Q: how can I make the code bellow run (none-blocking /asynchronously)
import akka.actor._
import akka.dispatch._
import akka.pattern.ask
import akka.util.Timeout
import scala.concurrent.Await
import scala.concurrent.duration._
import scala.concurrent.Future
import scala.concurrent.{ ExecutionContext, Promise }
import ExecutionContext.Implicits.global
class my_controler {
}
object Main extends App {
val system = ActorSystem("HelloSystem")
val myobj = system.actorOf(Props(new MyWriter), name = "myobj")
implicit val timeout = Timeout(50 seconds)
val future2 = Future { myobj ! save("lots of conentet") }
val future1 = Future { myobj ! save("event more lots of conentet") }
}
the MyWriter code:
case class save(startval: String)
class MyWriter extends Actor {
def receive = {
case save(startval) => save_to_file(startval)
}
any ideas why the code does not execute concurrently?
Why are you wrapping the call to ? with an additional Future? Ask (?) returns a Future anyway, so what you are doing here is wrapping a Future around another Future and I'm not surte that's what you wanted to do.

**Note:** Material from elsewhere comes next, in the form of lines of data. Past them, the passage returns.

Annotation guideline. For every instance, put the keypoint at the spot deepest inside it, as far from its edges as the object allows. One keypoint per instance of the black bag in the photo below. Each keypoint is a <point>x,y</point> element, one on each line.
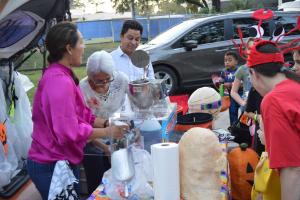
<point>241,132</point>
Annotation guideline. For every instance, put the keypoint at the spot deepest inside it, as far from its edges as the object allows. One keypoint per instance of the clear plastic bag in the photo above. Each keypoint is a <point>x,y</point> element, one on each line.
<point>139,186</point>
<point>18,132</point>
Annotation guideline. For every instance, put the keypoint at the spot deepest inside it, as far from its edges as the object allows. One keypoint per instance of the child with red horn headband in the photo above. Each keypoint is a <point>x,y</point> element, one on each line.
<point>280,113</point>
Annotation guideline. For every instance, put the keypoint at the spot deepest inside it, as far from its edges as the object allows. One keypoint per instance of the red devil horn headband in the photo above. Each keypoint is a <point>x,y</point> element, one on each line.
<point>256,57</point>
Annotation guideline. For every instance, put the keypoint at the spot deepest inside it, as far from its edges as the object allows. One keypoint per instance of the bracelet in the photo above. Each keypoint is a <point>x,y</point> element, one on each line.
<point>106,123</point>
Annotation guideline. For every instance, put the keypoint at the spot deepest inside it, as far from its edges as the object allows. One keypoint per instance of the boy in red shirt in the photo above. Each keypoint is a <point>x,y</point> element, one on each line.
<point>280,113</point>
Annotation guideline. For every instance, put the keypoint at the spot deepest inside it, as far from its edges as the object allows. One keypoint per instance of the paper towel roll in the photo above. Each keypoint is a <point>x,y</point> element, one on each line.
<point>165,159</point>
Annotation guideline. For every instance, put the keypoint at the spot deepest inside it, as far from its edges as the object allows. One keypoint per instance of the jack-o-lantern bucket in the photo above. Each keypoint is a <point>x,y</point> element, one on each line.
<point>242,164</point>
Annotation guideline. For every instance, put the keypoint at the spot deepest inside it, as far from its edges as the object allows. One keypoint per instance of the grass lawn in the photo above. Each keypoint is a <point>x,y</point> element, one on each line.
<point>36,62</point>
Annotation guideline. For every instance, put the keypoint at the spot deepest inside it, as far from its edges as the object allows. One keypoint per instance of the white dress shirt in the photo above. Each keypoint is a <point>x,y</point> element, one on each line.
<point>123,63</point>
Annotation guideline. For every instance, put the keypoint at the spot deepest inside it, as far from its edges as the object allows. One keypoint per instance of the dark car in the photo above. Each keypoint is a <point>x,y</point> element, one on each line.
<point>189,53</point>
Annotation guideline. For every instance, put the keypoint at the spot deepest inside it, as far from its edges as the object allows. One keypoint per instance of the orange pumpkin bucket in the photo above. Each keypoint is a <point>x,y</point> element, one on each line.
<point>191,120</point>
<point>242,164</point>
<point>225,103</point>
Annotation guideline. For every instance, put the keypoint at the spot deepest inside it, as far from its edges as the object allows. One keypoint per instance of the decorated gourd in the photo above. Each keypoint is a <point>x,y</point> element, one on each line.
<point>242,164</point>
<point>205,100</point>
<point>201,159</point>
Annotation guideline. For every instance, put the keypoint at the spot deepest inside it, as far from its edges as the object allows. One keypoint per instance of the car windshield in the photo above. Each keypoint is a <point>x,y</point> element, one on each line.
<point>173,32</point>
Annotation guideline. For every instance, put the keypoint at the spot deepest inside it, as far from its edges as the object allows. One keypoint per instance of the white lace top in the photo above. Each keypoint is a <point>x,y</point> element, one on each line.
<point>105,105</point>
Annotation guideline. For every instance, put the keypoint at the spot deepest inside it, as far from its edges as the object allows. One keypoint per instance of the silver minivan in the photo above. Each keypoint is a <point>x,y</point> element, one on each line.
<point>190,52</point>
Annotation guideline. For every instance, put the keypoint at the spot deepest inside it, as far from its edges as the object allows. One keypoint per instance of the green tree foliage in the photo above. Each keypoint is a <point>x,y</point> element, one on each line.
<point>170,7</point>
<point>141,7</point>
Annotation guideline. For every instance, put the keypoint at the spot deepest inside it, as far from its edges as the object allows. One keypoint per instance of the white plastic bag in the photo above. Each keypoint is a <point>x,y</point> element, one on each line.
<point>139,187</point>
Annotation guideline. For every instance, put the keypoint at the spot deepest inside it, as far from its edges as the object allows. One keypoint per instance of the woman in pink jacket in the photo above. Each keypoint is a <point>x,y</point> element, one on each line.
<point>62,124</point>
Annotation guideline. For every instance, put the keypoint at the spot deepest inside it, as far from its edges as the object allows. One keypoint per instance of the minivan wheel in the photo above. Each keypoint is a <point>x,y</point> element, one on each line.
<point>164,72</point>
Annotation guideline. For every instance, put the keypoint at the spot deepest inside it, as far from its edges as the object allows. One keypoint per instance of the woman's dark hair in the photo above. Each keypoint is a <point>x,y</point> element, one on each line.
<point>271,69</point>
<point>57,39</point>
<point>131,24</point>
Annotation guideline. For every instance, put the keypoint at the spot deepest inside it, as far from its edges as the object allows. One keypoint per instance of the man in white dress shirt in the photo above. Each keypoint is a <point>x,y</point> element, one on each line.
<point>131,34</point>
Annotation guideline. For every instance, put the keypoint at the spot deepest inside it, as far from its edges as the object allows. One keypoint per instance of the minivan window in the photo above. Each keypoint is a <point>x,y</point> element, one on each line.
<point>208,33</point>
<point>245,24</point>
<point>173,32</point>
<point>288,23</point>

The second issue I see is that you are sending two messages to the same actor instance and you are expecting them to be running in parallel. An actor instance processes its mailbox serially. If you wanted to process concurrently, then you will need two instances of your FileWriter actor to accomplish that. If that's all you want to do then just start up another instance of FileWriter and send it the second message.